虽然基金会没有资助任何涉及生殖系编辑的CRISPR项目,但道德纳表示,完全禁止生殖系编辑是没有意义的。她认为,首先,不涉及生殖系细胞的编辑,即所谓的“体细胞编辑”,有其局限性。正如我在上面提到的,科学家们现在能够治愈镰状细胞贫血症,但这种体细胞编辑方法对于400万患者中的绝大多数人来说是遥不可及的,因为这是一个非常复杂且昂贵的过程,只能在顶级医院进行。生殖系编辑可能要便宜得多,因此在低收入和中等收入国家更容易获得。(每年30万名出生时患有镰状细胞疾病的婴儿中,大多数出生于这些国家。)
But then another ethical dilemma arises. In Isaacson’s words, “Let’s suppose that researchers show that editing out the sickle-cell mutation is safe. Would there then be any reason to prohibit parents from having the gene edited out when they conceive children?” His answer: maybe. Isaacson introduces us to a California teen named David Sanchez, who gets sickle-cell crises so debilitating that he had to drop out of high school. When one of Sanchez’s doctors told him that “maybe one day with CRISPR they could go in and change the gene in the embryo so that the kid, when it’s born doesn’t have sickle cell,” Sanchez responded in a way you might not expect: “I think it should be up to the kid later,” he said. “There’s a lot of things that I learned having sickle cell. Because I had it, I learned patience with everyone.” The moral of the story: figuring out what’s right to edit into or out of a human genome is not clear cut.
但随后又出现了另一个伦理困境。用艾萨克森的话说,“让我们假设研究人员可以证明,编辑掉镰状细胞突变是安全的。那么,是否有任何理由禁止父母在孕育孩子时将这种基因编辑掉呢?" 他的答案是:也许有。艾萨克森向我们介绍了一个名为大卫·桑切斯的加州少年,他患有镰状细胞贫血,病情严重恶化,不得不从高中辍学。当桑切斯的一位医生告诉他,“也许有一天,他们可以用CRISPR来改变胚胎中的基因,这样孩子出生后就不会有镰状细胞了。”桑切斯的回答你大概不会料到:“我认为这应该由孩子以后自己决定。”他说,“我从镰状细胞病中学到了很多东西。因为我有这个病,我学会了对每个人都要有耐心。” 这个故事的寓意是:无论是编入还是删掉基因,在人类基因组上什么样的编辑是正确的,尚无明确界定。
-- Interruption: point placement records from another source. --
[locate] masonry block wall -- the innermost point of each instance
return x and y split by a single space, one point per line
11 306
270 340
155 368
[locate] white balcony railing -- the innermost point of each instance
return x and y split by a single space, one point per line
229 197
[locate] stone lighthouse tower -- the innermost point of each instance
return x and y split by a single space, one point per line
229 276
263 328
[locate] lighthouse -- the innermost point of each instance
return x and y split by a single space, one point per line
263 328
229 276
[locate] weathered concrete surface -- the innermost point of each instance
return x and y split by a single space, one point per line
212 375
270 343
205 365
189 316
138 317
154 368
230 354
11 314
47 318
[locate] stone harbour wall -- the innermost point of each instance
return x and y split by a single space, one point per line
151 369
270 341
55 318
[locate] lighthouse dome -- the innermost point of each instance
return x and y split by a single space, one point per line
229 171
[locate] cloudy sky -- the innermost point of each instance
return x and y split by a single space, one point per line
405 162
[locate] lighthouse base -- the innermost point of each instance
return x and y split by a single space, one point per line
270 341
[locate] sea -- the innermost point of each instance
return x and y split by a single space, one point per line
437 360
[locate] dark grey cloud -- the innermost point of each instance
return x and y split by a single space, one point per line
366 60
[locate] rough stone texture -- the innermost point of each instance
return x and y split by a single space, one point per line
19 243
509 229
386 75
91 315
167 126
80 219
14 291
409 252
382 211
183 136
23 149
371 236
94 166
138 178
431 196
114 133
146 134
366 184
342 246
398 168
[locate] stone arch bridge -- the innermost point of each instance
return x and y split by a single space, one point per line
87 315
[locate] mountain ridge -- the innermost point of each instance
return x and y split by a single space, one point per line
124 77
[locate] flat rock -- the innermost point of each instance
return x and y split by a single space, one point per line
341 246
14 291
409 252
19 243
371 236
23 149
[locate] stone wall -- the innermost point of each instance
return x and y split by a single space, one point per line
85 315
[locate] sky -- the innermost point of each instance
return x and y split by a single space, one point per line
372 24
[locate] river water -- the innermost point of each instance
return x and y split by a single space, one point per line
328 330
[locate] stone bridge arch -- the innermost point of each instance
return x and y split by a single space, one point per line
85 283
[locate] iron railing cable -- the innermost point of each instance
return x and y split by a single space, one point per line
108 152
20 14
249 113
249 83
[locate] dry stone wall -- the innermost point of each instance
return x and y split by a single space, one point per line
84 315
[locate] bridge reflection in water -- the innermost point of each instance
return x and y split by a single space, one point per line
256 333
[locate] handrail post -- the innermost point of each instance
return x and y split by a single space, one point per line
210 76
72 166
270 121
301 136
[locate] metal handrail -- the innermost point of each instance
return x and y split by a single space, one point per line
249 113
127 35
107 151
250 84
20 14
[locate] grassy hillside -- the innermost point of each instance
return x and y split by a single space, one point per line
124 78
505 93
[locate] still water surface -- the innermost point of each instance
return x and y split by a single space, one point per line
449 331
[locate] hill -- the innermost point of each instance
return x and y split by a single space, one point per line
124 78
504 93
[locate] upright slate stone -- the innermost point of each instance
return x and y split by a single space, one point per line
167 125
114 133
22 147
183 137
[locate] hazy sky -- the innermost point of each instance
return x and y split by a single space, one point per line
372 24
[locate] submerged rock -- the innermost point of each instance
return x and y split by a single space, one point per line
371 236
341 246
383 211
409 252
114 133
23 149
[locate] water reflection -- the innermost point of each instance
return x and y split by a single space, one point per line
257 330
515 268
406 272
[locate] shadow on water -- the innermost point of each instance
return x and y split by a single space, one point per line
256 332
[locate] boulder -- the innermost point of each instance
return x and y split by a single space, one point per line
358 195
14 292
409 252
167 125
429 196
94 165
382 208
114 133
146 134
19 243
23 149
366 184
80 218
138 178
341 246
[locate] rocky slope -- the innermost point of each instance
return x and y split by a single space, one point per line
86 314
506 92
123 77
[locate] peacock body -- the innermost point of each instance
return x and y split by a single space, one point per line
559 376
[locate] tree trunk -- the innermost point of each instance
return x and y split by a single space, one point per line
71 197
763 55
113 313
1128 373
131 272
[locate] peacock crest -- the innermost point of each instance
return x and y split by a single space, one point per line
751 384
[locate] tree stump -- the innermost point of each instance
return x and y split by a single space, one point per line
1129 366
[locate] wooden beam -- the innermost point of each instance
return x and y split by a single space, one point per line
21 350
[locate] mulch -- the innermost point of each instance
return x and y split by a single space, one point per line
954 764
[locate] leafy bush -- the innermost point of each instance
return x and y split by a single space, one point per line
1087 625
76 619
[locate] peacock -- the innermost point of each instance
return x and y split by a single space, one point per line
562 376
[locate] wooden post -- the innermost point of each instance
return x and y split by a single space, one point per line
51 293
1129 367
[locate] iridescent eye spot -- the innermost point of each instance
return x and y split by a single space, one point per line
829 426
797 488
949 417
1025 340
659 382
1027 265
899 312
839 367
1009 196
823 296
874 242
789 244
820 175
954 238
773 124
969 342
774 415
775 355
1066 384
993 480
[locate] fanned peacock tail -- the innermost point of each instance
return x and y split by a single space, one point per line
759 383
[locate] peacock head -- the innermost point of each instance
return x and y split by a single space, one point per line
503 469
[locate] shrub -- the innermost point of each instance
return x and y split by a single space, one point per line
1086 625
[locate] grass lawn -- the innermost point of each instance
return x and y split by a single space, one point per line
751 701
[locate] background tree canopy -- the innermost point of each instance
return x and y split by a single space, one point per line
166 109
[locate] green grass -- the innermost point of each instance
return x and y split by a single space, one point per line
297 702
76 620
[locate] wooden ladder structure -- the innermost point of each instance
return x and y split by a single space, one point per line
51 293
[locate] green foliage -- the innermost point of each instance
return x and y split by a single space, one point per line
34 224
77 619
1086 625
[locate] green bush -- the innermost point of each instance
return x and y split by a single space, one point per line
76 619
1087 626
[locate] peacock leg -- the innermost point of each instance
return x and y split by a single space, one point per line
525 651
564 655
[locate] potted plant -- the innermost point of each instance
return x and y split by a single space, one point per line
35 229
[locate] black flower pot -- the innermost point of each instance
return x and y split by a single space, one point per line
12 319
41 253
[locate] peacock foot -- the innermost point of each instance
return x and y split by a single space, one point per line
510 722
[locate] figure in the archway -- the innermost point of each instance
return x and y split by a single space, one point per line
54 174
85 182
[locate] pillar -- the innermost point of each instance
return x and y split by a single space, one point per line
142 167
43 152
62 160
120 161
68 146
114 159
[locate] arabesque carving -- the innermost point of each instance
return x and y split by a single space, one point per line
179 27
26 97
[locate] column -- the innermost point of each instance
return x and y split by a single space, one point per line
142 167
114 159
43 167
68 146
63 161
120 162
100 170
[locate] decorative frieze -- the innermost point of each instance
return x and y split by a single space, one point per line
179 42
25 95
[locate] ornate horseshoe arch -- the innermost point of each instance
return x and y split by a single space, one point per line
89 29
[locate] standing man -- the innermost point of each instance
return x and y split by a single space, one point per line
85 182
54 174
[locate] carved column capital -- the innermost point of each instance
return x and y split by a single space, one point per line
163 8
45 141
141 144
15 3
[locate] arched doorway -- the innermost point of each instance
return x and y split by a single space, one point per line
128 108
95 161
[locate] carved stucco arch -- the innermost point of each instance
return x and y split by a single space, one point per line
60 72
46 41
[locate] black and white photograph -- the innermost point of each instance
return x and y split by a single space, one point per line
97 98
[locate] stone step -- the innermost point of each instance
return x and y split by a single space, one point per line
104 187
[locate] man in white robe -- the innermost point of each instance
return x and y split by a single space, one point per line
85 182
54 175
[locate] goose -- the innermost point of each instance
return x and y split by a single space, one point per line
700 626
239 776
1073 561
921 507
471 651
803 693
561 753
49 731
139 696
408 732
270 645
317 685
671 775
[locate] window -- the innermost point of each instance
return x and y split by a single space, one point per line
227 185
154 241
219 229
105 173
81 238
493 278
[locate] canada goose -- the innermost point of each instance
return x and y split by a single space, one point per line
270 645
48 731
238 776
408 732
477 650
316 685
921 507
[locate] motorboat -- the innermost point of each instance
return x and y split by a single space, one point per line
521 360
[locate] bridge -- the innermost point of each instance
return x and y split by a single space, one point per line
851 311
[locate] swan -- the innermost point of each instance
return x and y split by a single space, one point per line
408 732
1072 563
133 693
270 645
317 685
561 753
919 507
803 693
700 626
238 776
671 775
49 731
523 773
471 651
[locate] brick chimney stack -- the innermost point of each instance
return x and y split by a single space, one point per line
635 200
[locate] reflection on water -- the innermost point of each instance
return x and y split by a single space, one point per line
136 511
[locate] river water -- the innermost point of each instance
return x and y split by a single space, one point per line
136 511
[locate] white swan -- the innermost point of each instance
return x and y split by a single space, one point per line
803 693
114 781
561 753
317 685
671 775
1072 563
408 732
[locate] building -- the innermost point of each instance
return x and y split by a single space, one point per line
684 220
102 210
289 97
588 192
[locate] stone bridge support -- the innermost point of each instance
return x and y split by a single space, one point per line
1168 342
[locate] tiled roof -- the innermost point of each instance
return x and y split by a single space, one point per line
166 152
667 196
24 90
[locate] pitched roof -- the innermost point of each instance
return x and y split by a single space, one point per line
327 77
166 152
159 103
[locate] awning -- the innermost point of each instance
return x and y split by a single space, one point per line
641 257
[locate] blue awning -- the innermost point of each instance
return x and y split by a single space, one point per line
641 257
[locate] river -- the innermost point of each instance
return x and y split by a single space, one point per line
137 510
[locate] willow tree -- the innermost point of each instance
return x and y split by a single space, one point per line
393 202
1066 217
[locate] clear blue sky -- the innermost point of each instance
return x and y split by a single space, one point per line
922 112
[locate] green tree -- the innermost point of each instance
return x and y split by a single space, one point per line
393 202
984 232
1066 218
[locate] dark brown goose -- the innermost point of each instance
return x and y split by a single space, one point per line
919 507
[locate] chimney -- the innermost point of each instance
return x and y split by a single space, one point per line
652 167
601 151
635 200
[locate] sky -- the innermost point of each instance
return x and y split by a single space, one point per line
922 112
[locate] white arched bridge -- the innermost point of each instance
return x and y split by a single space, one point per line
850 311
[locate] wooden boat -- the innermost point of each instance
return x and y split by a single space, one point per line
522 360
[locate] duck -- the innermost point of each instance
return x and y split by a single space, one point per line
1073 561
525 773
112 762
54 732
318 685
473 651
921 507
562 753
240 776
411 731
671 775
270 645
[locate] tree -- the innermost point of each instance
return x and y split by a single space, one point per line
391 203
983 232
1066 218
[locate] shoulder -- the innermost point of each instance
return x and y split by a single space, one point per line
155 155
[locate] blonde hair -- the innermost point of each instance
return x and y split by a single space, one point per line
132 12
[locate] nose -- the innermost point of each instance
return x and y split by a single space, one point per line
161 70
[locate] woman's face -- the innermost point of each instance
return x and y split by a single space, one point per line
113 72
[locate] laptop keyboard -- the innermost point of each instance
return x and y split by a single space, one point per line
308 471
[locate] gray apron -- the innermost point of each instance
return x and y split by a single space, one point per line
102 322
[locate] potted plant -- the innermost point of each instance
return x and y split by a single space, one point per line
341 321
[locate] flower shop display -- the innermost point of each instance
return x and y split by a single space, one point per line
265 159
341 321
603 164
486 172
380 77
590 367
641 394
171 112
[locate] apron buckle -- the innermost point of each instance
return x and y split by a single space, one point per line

The Code Breaker is highly accessible for non-scientists. And that’s super important, because the ethics of CRISPR’s use are not clear. Doudna is now spending a big portion of her time focused on these moral and ethical issues, especially the potential for genetic editing to exacerbate inequality. As she says to Isaacson, “If you think we face inequalities now, imagine what it would be like if society became genetically tiered along economic lines and we transcribed our financial inequality into our genetic code.”
《密码破译者》对非科学家来说是非常容易理解的。这一点非常重要,因为CRISPR使用的伦理规范并不明确。道德纳现在投入大部分精力来研究这些道德和伦理问题,特别是基因编辑加剧不平等的可能性。正如她对艾萨克森所说:“如果你认为我们现在面临着不平等,那么想象一下,如果社会的基因上沿着经济线分层,我们将财政上的不平等转录到我们的遗传密码中,那会是什么样子。”
As with artificial intelligence, facial recognition, and other digital technologies, the public should play an engaged role in drawing the ethical lines. That’s the best way to ensure that the world maximizes the potential for these remarkable innovations to improve the human condition.
与人工智能、面部识别和其他数字技术一样,公众应该在划定伦理底线方面发挥积极作用。这是最好的方法,以确保世界能够最大限度地发挥这些卓越创新的潜力来改善人类状况。